Zema copia ministro de Bolsonaro e quer passar boiada sobre BH

Tragédia de Mariana (Região Central), 19 mortos, distritos destruídos e uma economia e meio ambiente arrasados; quatro anos depois, em 2019, tragédia em Brumadinho (Grande BH). Nessa, o saldo foi de 270 mortos, vários distritos arrasadas assim como a economia e o meio ambiente a região.


Depois de manifestações de solidariedade e de consternações, os defensores da mineração, tendo à frente o governador Romeu Zema (Novo) e lideranças empresarias voltam ao ataque. Dizem que a atividade não é uma maldição, mas uma benção para Minas. Após as tragédias, no entanto, não mudaram um milímetro sequer no quesito segurança e sustentabilidade.

Zema e o então ministro Ricardo Salles, foto Gil Leonardi/Imprensa MG


Como defendeu o arcebispo de BH, dom Walmor de Oliveira, que também é presidente da Conferência Nacional dos Bispos do Brasil (CNBB), falta o aprendizado. “A autorização para empreendimento minerário na Serra do Curral é grave indicativo de que nova compreensão ambiental precisa inspirar o poder público”, pontuou ele.


Censura aos não especialistas


Zema, no entanto, quer censurá-lo e a todos que se manifestam sobre a licença ambiental concedida por não serem especialistas. Disse o governador que quem não entende do assunto deveria ficar calado. Por sua manifestação, tudo indica que considera que cabe à população e entidades ambientalistas apenas reagirem na tragédia, contando perdas, prejuízos e mortos. Aí sim, o direito de manifestação deve estar garantido na avaliação do governador.


Com a licença concedida, Zema pode levar Belo Horizonte, com a mineração, a mudar de nome para Horizonte Perdido. Não será aquele Horizonte Perdido de sua cidade natal, Araxá, onde um atrativo turístico de mesmo nome atrai amantes da natureza e do voo livre, na Serra da Bocaina, no complexo da Serra da Canastra, a mais de 1.300 metros de altitude.
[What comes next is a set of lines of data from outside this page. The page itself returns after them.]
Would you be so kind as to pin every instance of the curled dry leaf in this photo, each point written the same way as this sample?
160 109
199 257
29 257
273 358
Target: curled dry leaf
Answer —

Também não deverá lembrar aquele filme de 1973 no qual sobreviventes de acidente de avião caem próximo de um lugar maravilhoso chamado Shangri-La.


Tudo somado, foi mais uma fala infeliz do governador. Depois de atropelar literalmente a capital, sua prefeitura e o novo prefeito Fuad Noman, que confirmou que não foi consultado sequer ouvido. Como aquele ministro de Bolsonaro (Ricardo Salles do meio ambiente em caixa baixa, já demitido), Zema quer passar a boiada sobre BH, ignorando restrições e limitações do meio ambiente. Ao mesmo tempo, dá satisfações aos seus seguidores, para dizer que, com ele, a coisa anda, ainda que atropele a prefeitura e o meio ambiente.
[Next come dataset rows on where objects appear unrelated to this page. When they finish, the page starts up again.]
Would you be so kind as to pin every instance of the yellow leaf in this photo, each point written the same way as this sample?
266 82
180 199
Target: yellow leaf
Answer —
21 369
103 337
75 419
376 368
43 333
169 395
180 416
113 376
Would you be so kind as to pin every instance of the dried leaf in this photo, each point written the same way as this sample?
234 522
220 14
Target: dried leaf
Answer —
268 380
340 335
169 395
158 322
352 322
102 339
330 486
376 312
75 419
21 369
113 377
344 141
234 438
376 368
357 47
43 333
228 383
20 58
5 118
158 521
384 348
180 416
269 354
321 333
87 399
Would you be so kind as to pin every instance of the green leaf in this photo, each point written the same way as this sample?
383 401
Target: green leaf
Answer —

Exploração antes do tombamento


A pressa de Zema em autorizar a licença, da maneira como foi aprovada na calada da madrugada de sábado, só tem uma justificativa, de minerar a serra antes de seu tombamento. Essa outra iniciativa tem sido prorrogada por seu governo, que não convoca reunião do Conselho Estadual do Patrimônio Cultural (Conep).


A denúncia foi feita pela deputada Ana Paula Siqueira (Rede), durante sessão na Assembleia que discutiu a “maldição” da mineração para cima do belo horizonte da capital. Ela encabeça pedido de CPI para investigar as razões de o processo de licenciamento ter “atropelado” o processo de tombamento da Serra do Curral. O pedido de investigação já conta com a assinatura de 20 parlamentares e precisa de mais seis para ser votado na Casa.
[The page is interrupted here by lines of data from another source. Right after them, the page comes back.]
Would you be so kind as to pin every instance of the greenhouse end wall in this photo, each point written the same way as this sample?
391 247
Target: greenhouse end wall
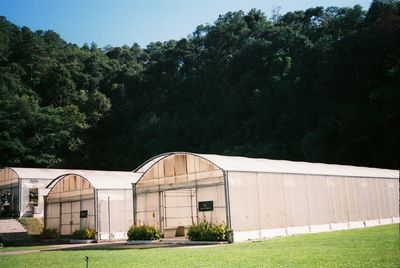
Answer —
267 204
73 203
114 213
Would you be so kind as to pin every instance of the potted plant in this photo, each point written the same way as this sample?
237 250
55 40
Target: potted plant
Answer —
143 234
83 236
O governador ignora que também havia pareceres técnicos favoráveis antes do estouro das em Mariana (Região Central) e em Brumadinho (Grande BH), responsáveis pelo morticínio. Nem todos os corpos foram encontrados da última tragédia, há três anos, mas a ganância das mineradoras e de seus aliados querem voltar com a “maldição”.